Suffice to say this did not sit right with me, and within about half an hour, most people in the office had heard and were equally annoyed on my behalf, which is nice I suppose, although doesn't help me in the long run, as I now have to look for yet another job, which to be honest, I don't have the strength for at the moment. This has just knocked my confidence for six, and I really don't know where to go at the moment. I certainly can't stay at my current firm, as that little episode shut every door for me at the firm and stopped me from ever applying for a promotion there again, which really does hurt, as I was enjoying myself there. The firm was going in the right direction, until now there was alot of room for progression in the firm, and the people were great, but now its put me off applying elsewhere as I'll have one of the same problems anywhere else!

It has also damaged my confidence in my career, which is one of the worst feelings you can have, as this is yet another firm that has dealt me a blow, so you have to wonder is it really worth it, which is a question I have asked myself every day since, and unfortunately for my self-confidence, the answer is always 'yes'. So I will get my operation out of the way on the 22nd, then in the new year start looking for work again, and hope that in that time my confidence has somehow miraculously returned and that I can sell myself sufficiently to another firm and start all over again!

The Friday was spent in a whole other, numb, place in my mind, having forgotten my mobile when I left the house, which felt like my right leg was missing! After work, we went out for a few drinks. Now, having not eaten all afternoon and had a few pints, the following story shall be saved under the 'Things not to think about when you're tipsy!'.

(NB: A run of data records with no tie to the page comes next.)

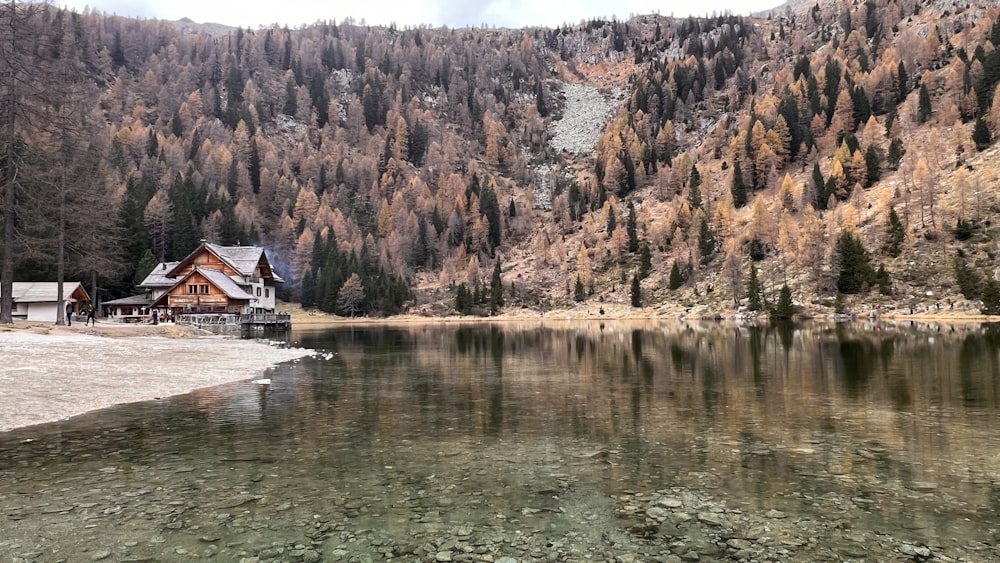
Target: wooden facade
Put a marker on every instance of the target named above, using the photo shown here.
(196, 292)
(215, 280)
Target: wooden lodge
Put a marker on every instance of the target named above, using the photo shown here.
(221, 283)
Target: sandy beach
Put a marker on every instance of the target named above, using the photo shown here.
(50, 373)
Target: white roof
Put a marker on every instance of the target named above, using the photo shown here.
(45, 292)
(158, 278)
(225, 283)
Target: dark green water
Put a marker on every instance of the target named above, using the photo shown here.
(535, 442)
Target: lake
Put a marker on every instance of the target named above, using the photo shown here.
(517, 442)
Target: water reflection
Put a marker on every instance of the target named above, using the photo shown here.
(887, 431)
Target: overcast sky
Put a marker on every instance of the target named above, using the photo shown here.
(452, 13)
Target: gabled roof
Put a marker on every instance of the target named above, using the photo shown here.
(45, 292)
(215, 277)
(225, 283)
(243, 259)
(158, 277)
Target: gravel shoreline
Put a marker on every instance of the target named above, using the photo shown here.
(66, 372)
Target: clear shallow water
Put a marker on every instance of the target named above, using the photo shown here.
(562, 442)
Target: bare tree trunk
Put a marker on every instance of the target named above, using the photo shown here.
(61, 253)
(9, 177)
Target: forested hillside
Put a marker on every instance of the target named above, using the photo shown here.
(836, 148)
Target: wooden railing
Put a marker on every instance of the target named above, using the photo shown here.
(266, 318)
(234, 319)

I had been planning on getting the 27 past 6 train home, but I knew I was alright because if I missed that train, I could always get another 20 minutes later. Having arrived at the station I quickly realised that I had just missed the first train and had misread the timetable on their website, as the next train would be more than an hour away, which would mean that not only would I not get home until after 8pm, having eaten nothing and drank alot, therefore arriving dead, but I could not simply just hop on a train going to Solihull and call mom as I had no mobile and no brain activity telling me how to use a payphone.

So I came up with a fiendishly good, and foolproof, plan!

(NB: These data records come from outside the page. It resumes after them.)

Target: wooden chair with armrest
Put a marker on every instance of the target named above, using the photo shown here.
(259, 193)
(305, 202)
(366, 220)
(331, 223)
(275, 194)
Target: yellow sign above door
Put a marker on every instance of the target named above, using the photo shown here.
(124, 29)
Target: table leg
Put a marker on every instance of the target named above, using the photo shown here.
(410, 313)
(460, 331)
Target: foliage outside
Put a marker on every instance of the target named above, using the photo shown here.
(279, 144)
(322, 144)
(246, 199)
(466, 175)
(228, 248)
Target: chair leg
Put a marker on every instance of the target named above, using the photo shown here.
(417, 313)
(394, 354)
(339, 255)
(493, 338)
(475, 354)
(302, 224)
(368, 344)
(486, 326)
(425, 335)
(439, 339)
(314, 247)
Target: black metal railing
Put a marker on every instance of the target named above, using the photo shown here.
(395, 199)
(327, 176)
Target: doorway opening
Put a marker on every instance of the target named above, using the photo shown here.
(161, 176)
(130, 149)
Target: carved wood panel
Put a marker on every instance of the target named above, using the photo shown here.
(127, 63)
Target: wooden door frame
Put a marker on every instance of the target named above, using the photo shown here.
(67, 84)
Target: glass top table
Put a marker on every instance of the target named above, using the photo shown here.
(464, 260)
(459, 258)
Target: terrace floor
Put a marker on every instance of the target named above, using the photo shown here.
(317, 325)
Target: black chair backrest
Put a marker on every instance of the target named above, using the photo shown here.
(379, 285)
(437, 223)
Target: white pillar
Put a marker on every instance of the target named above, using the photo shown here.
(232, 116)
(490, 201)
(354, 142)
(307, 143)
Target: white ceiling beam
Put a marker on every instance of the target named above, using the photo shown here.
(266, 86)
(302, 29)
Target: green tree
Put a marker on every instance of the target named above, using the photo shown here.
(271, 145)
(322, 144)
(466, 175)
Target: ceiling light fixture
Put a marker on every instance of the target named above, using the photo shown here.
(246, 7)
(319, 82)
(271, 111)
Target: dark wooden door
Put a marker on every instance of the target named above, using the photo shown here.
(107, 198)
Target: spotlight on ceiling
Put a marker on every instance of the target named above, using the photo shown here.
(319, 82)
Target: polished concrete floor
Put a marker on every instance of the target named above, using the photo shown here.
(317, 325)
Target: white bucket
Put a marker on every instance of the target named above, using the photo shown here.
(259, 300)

After 10 minutes of sitting there trying to make the chiltern train stop spinning round my head, I realised that there was a train to Shirley going in a few minutes time, and that it wasn't much of a walk to Wythall from that station, maybe 20 minutes or so, so I could just get on that train, and be home before the Stratford train gets in, easy!

Now, cast your mind back to the friday before last, and how hot it was. Now, having been on the AA website, I realised that I half walked, half ran home from the station in hot conditions for 2.3 MILES!!, but the important thing is that while I almost had a heart attack, was stung in the leg by a stinging nettle, and lost half a stone in weight as I was doing it in a suit, shirt, tie, and shoes that you can't run in, I beat the Stratford train....


....by 10 minutes!

I felt justified till I got in, collapsed on the floor, then realised how many phone boxes I had passed on the way home, not to mention the phone boxes at Solihull station (crikey, imagine if I had run home from there!)

This past week has been pretty much a blur for me at work, I can't say whether we've been busy or not because I simply don't give one any more. I'm sure I'll quite like the job again soon, but lets face it, its very doubtful! To add insult to injury, not only can i not go to the bloodbath that will be the Liverpool game at the end of this month, but Villa have swapped the uefa cup legs round, so whereas I could have gone to the original home leg on the 14th, I now can't go to the 'new' home leg on the 28th, as I will still be 'sore' to say the least *sigh* But I have a week off this week, and that can't start soon enough!